Several readers recently asked me to spell out how I got started in horse racing, if I win and how I became an author of handicapping books and columns. So, here goes:
When I was 20 years old, horse racing was the farthest thing in my mind until I lost a potential pitching career when injured in a boating accident after my freshman year at Rutgers University.
To console me, a friend took me to Garden State Park for some fun. To my complete surprise, I was fascinated instantly by the way the horses moved; how they competed at different distances, and how the relatively small men who rode them were so strong to smoothly guide them in and out of traffic to a whirlwind finish.
As some readers of my books on racing probably know, I then decided to downgrade my academic studies, shifting instead to identify reasons why some horses in specific races seemed to hold pre-race advantages, while others seemed destined to lose.
Specifically, at Garden State’s common 6-furlong distance, I first noticed horses with the speed to be involved in the pace were much better win candidates than horses likely to fire a solid stretch bid. Beyond that observation however, I was surprised to see these two trends intensified when the pace setter(s) were fortunate to race along the inside rail path. Then, on a trip to Aqueduct Racetrack in New York, I noticed the opposite trends at the same 6 furlong distance:
At the Big A, horses who raced on, or close to the pace – especially those racing on or near the rail – frequently were caught by stretch runners who raced wide and/or broke from outside post-positions.
Given these two disparate trends at two tracks in the same climactic region, I began to develop my first handicapping notion that led to a handful of winning years at both tracks. In fact, to represent the way each track seemed to influence the results of 6-furlong sprints, I coined the term “track bias.” Several years later, I would explain the full meaning of this term in my first handicapping book, “Betting Thoroughbreds.”

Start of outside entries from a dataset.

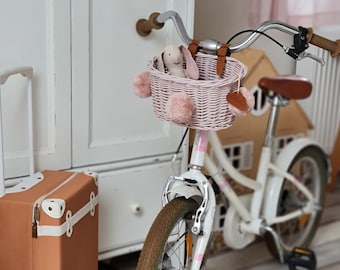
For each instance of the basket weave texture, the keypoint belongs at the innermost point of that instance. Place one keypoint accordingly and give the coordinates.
(208, 93)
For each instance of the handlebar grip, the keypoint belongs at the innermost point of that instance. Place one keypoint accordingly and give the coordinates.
(332, 46)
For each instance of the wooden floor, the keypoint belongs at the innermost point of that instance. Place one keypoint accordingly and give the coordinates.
(326, 246)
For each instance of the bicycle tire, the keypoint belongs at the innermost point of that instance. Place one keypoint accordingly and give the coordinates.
(154, 254)
(311, 166)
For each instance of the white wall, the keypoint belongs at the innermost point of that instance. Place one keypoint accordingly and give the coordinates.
(220, 19)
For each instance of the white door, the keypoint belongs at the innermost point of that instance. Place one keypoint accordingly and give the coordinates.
(110, 123)
(37, 33)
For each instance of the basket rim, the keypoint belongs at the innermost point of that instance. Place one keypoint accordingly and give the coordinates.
(216, 82)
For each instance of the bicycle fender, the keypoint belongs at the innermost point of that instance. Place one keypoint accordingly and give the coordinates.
(181, 190)
(275, 182)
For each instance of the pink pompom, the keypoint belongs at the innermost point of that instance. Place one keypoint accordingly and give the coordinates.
(250, 102)
(141, 84)
(180, 108)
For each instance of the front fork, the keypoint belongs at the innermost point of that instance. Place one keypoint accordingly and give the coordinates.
(194, 185)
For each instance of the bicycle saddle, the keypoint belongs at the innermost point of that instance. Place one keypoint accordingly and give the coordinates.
(288, 86)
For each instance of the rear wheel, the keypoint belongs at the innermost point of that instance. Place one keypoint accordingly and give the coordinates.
(170, 243)
(310, 168)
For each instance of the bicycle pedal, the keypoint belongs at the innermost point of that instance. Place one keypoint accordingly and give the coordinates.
(301, 258)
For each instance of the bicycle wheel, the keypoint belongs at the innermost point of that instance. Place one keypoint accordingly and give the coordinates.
(310, 168)
(170, 243)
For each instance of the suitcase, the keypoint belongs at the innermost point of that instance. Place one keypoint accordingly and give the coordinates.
(49, 220)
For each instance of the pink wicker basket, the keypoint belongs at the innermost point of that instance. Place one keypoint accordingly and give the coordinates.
(208, 93)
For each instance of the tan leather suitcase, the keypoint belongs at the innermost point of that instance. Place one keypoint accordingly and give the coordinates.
(51, 226)
(48, 220)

Through the next decade, I kept similar notes on the strongest tendencies that were influencing results at other tracks. At beautiful Saratoga for instance, I saw track biases that influenced 1-1/8 mile races around two turns on the grass course. Yet, while I was trying to identify similar biases at Laurel Park and Pimlico in Maryland, I came across a trend that was even more powerful than track bias.

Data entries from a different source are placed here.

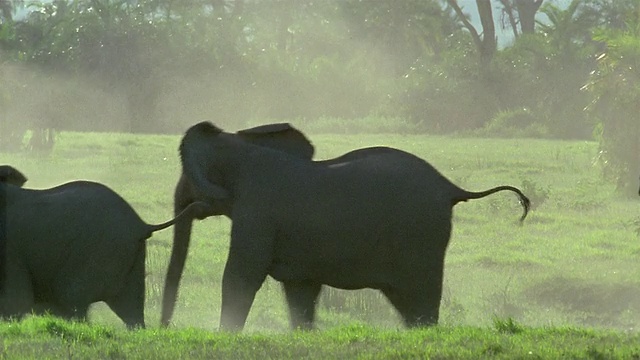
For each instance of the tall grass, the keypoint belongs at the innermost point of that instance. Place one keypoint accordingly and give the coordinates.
(573, 263)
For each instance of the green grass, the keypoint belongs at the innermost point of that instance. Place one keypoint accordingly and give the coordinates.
(48, 338)
(573, 265)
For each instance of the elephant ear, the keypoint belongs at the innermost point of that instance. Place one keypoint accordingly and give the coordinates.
(281, 136)
(11, 175)
(195, 156)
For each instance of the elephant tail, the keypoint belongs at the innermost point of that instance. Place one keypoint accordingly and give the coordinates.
(465, 195)
(192, 211)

First, I spotted trainer Grover (Buddy) Delp winning with a high percentage of the horses he had claimed; but, only after he raised it in class and then dropped it below the price he paid for that horse! Next, I noticed trainer John Tammaro winning at a high percentage with maidens in their second and/or third starts. King Leatherbury also had a couple of specific winning trends that led me to more winning plays than I had a right to expect.
I called this handicapping notion “trainer patterns,” and while the trainers’ names have changed through the years, the concept still is a powerful way to analyze the winning chances of many horses on any single racing card or through an entire season.
For instance, is there a seasoned horseplayer who does not expect Hall of Fame trainer Bob Baffert to unleash a well-bred, very fit first-time starter ready for a good race in a high-class maiden sprint? Should that horse lose, shouldn’t you expect Baffert to produce a better result in a few weeks, perhaps with a slight change of equipment, or distance?
That is what a trainer pattern is!
So, if you – as a current horseplayer and reader of these columns – want to learn what you can do to improve your game, I strongly urge you to take note of any repeating formula a good trainer seems to use most effectively.
During one of my 1970’s trips to Saratoga, I had the good fortune to meet the great racing writer Andy Beyer, who voluntarily confessed he was losing badly. But, I could see his sincerity and his intelligence; so, as Andy reported in his first book, “Picking Winners,” he shared how I helped him enjoy a winning season at the next Saratoga race meet.
While I had already written a few guest columns for a small newspaper in Northern California, Andy helped me acquire my first full time job as a racing writer – with the (defunct) Philadelphia Journal. Soon afterward, I was writing columns for Turf and Sport Digest Magazine and authoring my first book.
While I have consistently won money through the years – especially on the exotic wagering menus that dominate today’s game, I did suffer a slight loss last year. So, in the spirit of doing what is needed to win again, you can bet I’m studying all the trends I can get my hands on.
A long time ago I learned that is the only way to achieve success.